BACKGROUND:Cigarette smoking has been associated with increased risk of progressive multiple sclerosis (MS). The effect of smoking status on risk and timing of disease progression in patients with MS in Queensland, Australia has not been established.
METHODS:A clinical cohort of 646 cases (531 females, 115 males) were followed from first clinic attendance to onset of clinically determined progressive disease. Progression risk was analysed with gender, age, age of onset, exposure to disease modifying therapy, and smoking status as covariates
RESULTS: There were significantly higher risks of secondary progressive disease in males (Hazard Ratio, HR 1.83, 95% CI: 1.3-2.7) and in ever smokers (HR 1.4, 95% CI: 1.0-2.0). Progressive disease occurred approximately 4years earlier in ever smokers.

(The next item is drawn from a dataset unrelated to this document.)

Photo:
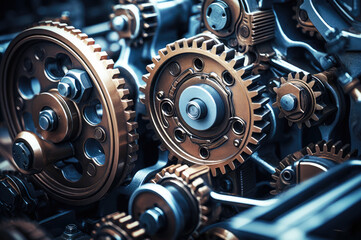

Smoking did not affect age of onset of primary progressive disease.
CONCLUSIONS: Cigarette smoking was associated with earlier onset of progressive disease in this large clinical cohort. For patients with relapsing-remitting disease, smoking cessation should be encouraged.
You know this... but if you can stop the ciggies.
To stop you have to want to do it
Yes there are many people who have never smoked who have progressive MS, this suggests that you are more likely to progress if you have smoked.